Give me help with this exercise please.
Let $f:[0,1]\to\mathbb R$ be a bounded function. Given $\varepsilon>0$, let $F_{\varepsilon}\subseteq{[0,1]}$ the set of $x\in [0,1]$ such that there is a sequence $(x_n)$ with $\lim_{n\to+\infty} x_n=x,\quad \lim sup_{n}|f(x_{n+1})-f(x_n)| \geq \varepsilon.$
Say if each of the following sentences is true or false.

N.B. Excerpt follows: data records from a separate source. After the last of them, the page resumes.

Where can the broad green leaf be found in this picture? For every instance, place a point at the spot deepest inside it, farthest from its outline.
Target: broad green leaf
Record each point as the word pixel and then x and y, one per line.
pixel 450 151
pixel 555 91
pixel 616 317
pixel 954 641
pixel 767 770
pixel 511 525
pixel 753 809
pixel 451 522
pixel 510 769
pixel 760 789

Justify your answer.
(a) For every function $f$, the set $F_{\varepsilon}$ is closed.
(b) If $x_0\in F_{\varepsilon}$, the $f$ is discontinuous at $x_0$.
(c) If $f$ is discontinuous at $x_0\in[0,1]$, then there is $\varepsilon >0$ such that $x_0\in F_{\varepsilon}$.
For (a), i thought taking $a\in\overline{F_{\varepsilon}}$, then there is $a_k\in F_{\varepsilon}$ such that $a_k\rightarrow{ a}$.
As $a_k\in F_{\varepsilon}$, then there is $(x_{k_n})$ such that
$\lim_{n\to+\infty} x_{k_n}=a_k,\quad \lim sup_{n}|f(x_{k_{n+1}})-f(x_{k_n})| \geq \varepsilon.$
Then, let $m=m(k,n)=k+n$, and define $b_m=a_{k_n}$, so $b_m\rightarrow{x}$ and $\lim sup_{n}|f(b_{m+1})-f(b_m)| =\lim sup_{n}|f(x_{k_{n+1}})-f(x_{k_n})| \geq \varepsilon$
Therefore,$ x\in F_{\varepsilon}$. But i am not sure, because i have not used the fact that $f$ is bounded.
(b) Is TRUE, by the sequence criteria for continuous functions.
I think (c) is true, but i'm not so sure.